Generation of Multiple Angiogenesis Inhibitors by Human Pancreatic Cancer1

Oliver Kisker, Shinya Onizuka, Jacqueline Banyard, Tomoko Komiyama, Christian M. Becker, Eike Gert Achilles, Carmen M. Barnes, Michael S. O’Reilly, Judah Folkman2 and Steven R. Pirie-Shepherd

Laboratory of Surgical Research, Children’s Hospital, Boston, Massachusetts 02115 [O. K., S. O., J. B., C. M. Be., E. G. A., C. M. Ba., J. F., S. R. P-S.]; University Hospital Marburg, Department of General Surgery, Philipps University, Marburg, Germany [O. K.]; Department of Surgery II, Nagasaki University, Nagasaki Japan [S. O.]; Department of Biological Chemistry, University Michigan Medical School, Ann Arbor, Michigan 48109 [T. K.]; University Hospital Benjamin Franklin, Department of Gynecology and Obstetrics, Free University Berlin, Berlin, Germany [C. M. Be.]; University Hospital Hamburg, Department of Hepato-Biliary Surgery, University of Hamburg, Hamburg, Germany [E. G. A.]; Department of Radiation Oncology, University of Texas, MD Anderson Cancer Center, Houston, Texas 77030 [M. S. O.]; Departments of Surgery and Cell Biology, Harvard Medical School, Boston, Massachusetts 02115 [J. F.]; and Attenuon LLC, San Diego, California 92121 [S. R. P-S.]

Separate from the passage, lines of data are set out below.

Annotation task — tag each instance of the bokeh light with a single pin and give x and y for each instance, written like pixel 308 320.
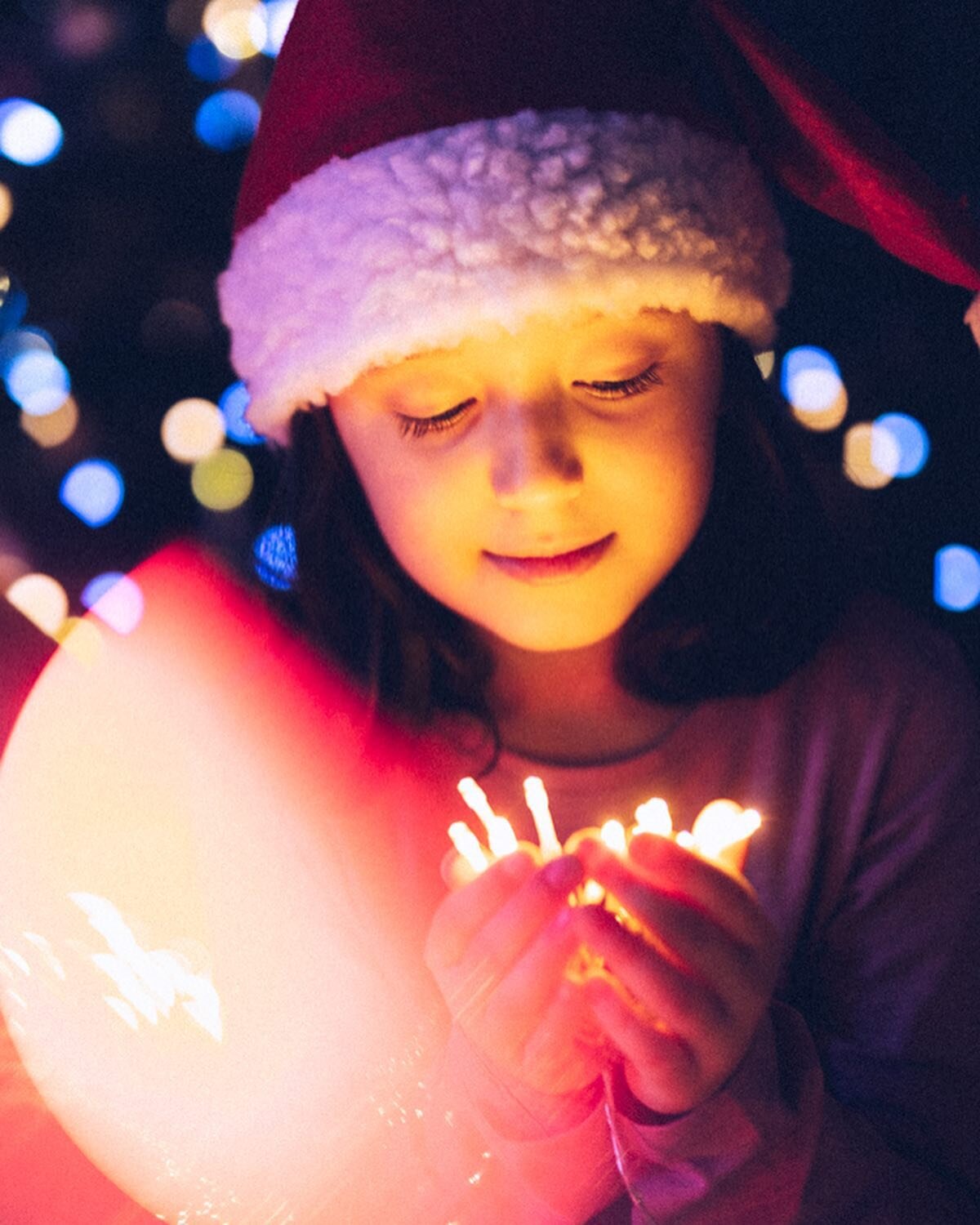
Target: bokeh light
pixel 54 428
pixel 83 31
pixel 811 384
pixel 38 381
pixel 207 63
pixel 29 134
pixel 274 556
pixel 80 639
pixel 93 490
pixel 115 599
pixel 899 445
pixel 278 16
pixel 237 27
pixel 22 340
pixel 223 480
pixel 193 429
pixel 862 461
pixel 12 303
pixel 227 120
pixel 957 578
pixel 42 599
pixel 234 403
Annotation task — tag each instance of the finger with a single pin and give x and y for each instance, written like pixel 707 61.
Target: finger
pixel 662 1068
pixel 463 913
pixel 675 872
pixel 509 931
pixel 666 992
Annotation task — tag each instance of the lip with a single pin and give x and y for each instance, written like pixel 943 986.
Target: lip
pixel 554 568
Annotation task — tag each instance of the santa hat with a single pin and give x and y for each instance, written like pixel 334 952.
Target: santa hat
pixel 426 172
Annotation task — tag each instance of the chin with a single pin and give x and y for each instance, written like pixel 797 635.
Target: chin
pixel 550 636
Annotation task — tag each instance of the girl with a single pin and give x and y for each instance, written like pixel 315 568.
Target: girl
pixel 546 512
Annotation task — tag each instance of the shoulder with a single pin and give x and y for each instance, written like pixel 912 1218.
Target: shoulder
pixel 886 656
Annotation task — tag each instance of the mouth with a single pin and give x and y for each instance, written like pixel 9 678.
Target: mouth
pixel 555 566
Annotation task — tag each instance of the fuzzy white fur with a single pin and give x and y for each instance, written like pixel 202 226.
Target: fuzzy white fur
pixel 425 240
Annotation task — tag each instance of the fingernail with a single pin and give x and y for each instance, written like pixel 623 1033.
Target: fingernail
pixel 563 874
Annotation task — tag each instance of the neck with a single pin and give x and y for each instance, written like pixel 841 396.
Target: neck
pixel 568 706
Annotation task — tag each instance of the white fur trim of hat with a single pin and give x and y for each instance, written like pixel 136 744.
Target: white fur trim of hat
pixel 423 242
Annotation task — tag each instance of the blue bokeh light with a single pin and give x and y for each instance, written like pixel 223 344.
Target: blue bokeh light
pixel 29 135
pixel 227 120
pixel 93 490
pixel 233 403
pixel 12 303
pixel 274 553
pixel 911 443
pixel 810 377
pixel 207 63
pixel 38 381
pixel 957 578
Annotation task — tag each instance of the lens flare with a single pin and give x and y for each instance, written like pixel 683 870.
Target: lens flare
pixel 899 445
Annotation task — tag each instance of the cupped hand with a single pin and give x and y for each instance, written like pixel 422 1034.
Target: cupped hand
pixel 686 978
pixel 499 947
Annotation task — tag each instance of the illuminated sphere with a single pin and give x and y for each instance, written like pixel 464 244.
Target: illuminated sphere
pixel 186 974
pixel 29 134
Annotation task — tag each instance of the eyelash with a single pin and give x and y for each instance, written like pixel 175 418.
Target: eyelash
pixel 418 426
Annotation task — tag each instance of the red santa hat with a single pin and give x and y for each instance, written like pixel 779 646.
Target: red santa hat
pixel 426 172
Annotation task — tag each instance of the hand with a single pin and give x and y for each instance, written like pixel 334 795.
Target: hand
pixel 499 948
pixel 680 995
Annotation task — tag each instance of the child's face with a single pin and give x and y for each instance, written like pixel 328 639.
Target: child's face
pixel 488 466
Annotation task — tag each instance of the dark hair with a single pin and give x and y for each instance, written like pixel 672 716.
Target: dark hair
pixel 752 598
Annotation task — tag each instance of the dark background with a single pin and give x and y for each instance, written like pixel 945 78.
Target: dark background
pixel 118 242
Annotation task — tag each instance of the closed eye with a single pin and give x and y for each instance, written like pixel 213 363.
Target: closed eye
pixel 625 387
pixel 418 426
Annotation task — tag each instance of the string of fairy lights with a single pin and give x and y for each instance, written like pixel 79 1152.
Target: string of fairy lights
pixel 222 43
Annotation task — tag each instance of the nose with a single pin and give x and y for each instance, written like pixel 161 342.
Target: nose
pixel 536 461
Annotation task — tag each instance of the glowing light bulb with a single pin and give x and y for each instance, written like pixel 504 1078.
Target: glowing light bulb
pixel 227 120
pixel 862 456
pixel 653 817
pixel 42 599
pixel 957 578
pixel 614 835
pixel 720 825
pixel 537 801
pixel 499 831
pixel 29 134
pixel 223 480
pixel 468 845
pixel 93 490
pixel 191 429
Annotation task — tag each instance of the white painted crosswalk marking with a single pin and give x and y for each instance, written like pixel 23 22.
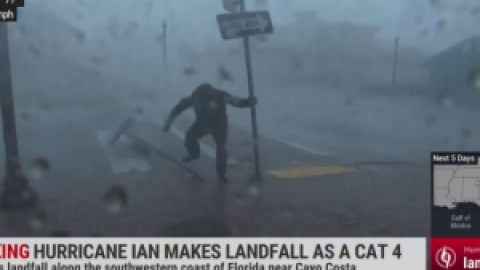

A primary inoculum of human pancreatic cancer cells (BxPC-3) has the ability to inhibit the growth of a secondary tumor in an in vivo animal model. Such ability suggests that the primary tumor is producing inhibitors that act at the site of the secondary tumor. Accordingly we attempted to discover which inhibitors are produced by pancreatic cancer cells. We determined that pancreatic cancer cells process angiostatin isoforms from plasminogen. Additionally, we isolated and characterized an uncleaved "latent" antiangiogenic antithrombin (aaAT) molecule processed from systemically available AT by pancreatic cancer cells as well as a cleaved form of aaAT processed from systemically available AT by pancreatic cancer cells. Human AT, cleaved with human neutrophil elastase, inhibits angiogenesis in the chorioallantoic membrane assay. This human aaAT molecule is able to inhibit the growth of pancreatic tumors in immune-compromised mice. Our work represents the first demonstration of multiple angiogenesis inhibitors from a single tumor and suggests that antiangiogenic therapies may provide an avenue for future treatment of pancreatic cancer.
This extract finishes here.